Androcalva luteiflora is a species of flowering plant in the family Malvaceae and is endemic to western Australia. It is an erect, sucker-forming shrub with egg-shaped leaves, the edges irregularly toothed, and clusters of 3 to 18 or more yellow flowers.

==Description==
Androcalva luteifolia is an erect, sucker-forming shrub with its new growth covered with light brown, star-shaped hairs, and that typically grows to 1–4 m high and wide. Its leaves are egg-shaped, sometimes with the narrower end towards the base, 2–20 mm long and 1–12 mm wide on a petiole 3–8 mm long with narrowly triangular stipules 1–4 mm long at the base. The edges of the leaves are turned under and irregularly toothed, the lower surface covered with matted, white to pale brown hairs. The flowers are arranged in clusters of 3 to 18 or more, on a peduncle 2–10 mm long, each flower on a pedicel 1–5 mm long, with a narrowly triangular bract 1–5 mm long at the base. The flowers are 6–8 mm in diameter with 5 pale to bright yellow, petal-like sepals, bright yellow petals 3–9 mm long with an orb-shaped ligule, and a usually a single staminode between the stamens. Flowering occurs from July to October and the fruit is a hairy, spherical capsule 7–20 mm in diameter.

==Taxonomy==
This species was first formally described in 1904 by Ernst Georg Pritzel who gave it the name Rulingia luteiflora in Botanische Jahrbücher für Systematik, Pflanzengeschichte und Pflanzengeographie.
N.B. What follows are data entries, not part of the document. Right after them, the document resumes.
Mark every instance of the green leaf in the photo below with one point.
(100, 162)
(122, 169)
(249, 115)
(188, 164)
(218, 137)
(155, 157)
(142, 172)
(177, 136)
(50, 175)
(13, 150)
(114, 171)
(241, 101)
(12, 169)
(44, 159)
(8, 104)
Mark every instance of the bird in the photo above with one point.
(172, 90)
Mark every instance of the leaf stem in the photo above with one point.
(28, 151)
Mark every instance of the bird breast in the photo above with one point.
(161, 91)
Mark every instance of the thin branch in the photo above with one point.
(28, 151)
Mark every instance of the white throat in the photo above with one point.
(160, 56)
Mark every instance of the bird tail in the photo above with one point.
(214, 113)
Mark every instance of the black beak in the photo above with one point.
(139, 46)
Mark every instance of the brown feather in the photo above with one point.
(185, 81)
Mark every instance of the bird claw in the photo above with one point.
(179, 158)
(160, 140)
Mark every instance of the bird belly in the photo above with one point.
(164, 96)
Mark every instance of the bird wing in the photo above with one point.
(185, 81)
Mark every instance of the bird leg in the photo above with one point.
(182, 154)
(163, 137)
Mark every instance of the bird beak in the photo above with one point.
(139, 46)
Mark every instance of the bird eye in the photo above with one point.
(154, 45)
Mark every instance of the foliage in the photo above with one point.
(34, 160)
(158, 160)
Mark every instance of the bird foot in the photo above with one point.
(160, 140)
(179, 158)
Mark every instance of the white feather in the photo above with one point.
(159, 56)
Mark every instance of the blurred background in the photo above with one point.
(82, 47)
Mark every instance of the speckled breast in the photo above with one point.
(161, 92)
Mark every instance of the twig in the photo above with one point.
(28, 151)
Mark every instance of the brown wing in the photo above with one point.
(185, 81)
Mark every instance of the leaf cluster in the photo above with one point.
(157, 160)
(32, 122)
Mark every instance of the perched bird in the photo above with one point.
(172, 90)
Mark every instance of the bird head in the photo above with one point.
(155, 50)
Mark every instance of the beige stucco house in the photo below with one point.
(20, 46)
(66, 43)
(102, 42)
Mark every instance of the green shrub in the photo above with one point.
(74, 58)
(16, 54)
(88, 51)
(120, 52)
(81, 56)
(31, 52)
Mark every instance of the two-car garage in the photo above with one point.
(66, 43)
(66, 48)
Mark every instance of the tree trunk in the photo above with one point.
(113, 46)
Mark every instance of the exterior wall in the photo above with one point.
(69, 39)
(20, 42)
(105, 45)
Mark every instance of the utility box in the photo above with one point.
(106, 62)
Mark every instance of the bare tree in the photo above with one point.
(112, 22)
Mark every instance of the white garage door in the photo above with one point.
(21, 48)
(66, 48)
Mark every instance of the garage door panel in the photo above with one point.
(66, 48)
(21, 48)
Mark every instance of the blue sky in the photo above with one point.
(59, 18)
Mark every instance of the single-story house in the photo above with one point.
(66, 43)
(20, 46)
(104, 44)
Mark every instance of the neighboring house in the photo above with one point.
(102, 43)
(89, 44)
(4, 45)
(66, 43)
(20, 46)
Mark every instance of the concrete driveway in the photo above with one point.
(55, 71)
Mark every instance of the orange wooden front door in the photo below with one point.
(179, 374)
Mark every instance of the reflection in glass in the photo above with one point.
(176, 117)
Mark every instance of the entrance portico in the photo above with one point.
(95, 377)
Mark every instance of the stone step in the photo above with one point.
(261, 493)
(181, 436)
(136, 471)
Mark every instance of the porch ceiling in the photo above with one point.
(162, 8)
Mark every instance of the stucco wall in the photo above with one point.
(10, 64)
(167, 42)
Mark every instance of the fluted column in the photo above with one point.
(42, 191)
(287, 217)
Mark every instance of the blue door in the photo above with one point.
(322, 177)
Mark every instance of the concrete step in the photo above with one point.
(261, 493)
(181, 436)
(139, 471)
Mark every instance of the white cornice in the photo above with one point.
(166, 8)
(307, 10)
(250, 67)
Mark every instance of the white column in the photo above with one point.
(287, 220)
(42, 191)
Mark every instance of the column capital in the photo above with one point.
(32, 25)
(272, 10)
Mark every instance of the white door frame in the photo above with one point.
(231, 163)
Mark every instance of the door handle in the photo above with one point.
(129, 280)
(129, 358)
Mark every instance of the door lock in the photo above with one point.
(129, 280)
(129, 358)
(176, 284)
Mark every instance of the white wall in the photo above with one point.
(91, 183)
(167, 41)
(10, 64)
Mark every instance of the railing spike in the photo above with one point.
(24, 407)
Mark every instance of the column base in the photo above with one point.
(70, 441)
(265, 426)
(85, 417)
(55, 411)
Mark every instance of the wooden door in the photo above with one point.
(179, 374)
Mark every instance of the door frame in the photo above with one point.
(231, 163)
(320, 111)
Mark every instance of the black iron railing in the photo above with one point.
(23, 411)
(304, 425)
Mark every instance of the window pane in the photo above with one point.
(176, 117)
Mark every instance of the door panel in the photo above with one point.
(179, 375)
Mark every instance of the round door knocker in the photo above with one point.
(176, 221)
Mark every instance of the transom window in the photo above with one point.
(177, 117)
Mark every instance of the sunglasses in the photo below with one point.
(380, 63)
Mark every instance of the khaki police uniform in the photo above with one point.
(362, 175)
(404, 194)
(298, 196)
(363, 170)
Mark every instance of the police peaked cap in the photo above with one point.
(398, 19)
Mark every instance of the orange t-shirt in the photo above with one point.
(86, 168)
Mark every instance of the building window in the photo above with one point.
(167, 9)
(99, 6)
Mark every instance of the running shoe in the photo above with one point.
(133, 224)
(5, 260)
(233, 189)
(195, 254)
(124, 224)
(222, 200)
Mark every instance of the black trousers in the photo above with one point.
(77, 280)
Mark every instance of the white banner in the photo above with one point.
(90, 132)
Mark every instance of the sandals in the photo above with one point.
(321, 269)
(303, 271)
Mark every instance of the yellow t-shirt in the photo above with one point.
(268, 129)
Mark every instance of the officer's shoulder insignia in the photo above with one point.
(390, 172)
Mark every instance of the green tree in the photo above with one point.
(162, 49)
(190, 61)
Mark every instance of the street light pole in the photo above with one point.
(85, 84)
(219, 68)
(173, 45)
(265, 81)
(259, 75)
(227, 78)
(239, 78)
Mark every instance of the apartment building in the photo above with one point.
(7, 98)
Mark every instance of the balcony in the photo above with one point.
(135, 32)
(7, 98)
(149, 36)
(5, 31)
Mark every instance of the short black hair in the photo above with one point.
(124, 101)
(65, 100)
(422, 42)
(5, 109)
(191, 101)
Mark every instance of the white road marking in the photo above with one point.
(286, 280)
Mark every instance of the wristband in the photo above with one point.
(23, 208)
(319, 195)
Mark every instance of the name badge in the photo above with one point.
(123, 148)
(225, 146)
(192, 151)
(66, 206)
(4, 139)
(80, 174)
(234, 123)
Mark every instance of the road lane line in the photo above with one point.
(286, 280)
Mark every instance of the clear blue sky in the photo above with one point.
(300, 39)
In 2011, Carolyn Wilkins and Barbara Whitlock assigned it to the new genus Androcalva in Australian Systematic Botany. The specific epithet (luteiflora) means "golden-yellow-flowered".

==Distribution and habitat==
Androcalva luteiflora grows in sandy soil, sometimes in rocky habitats and is widespread in Western Australia, and also occurs near Mount Winter in central Northern Territory.

==Conservation status==
Androcalva luteiflora is listed as "not threatened" by the Western Australian Government Department of Biodiversity, Conservation and Attractions, but as "near threatened" under the Northern Territory Government Territory Parks and Wildlife Conservation Act.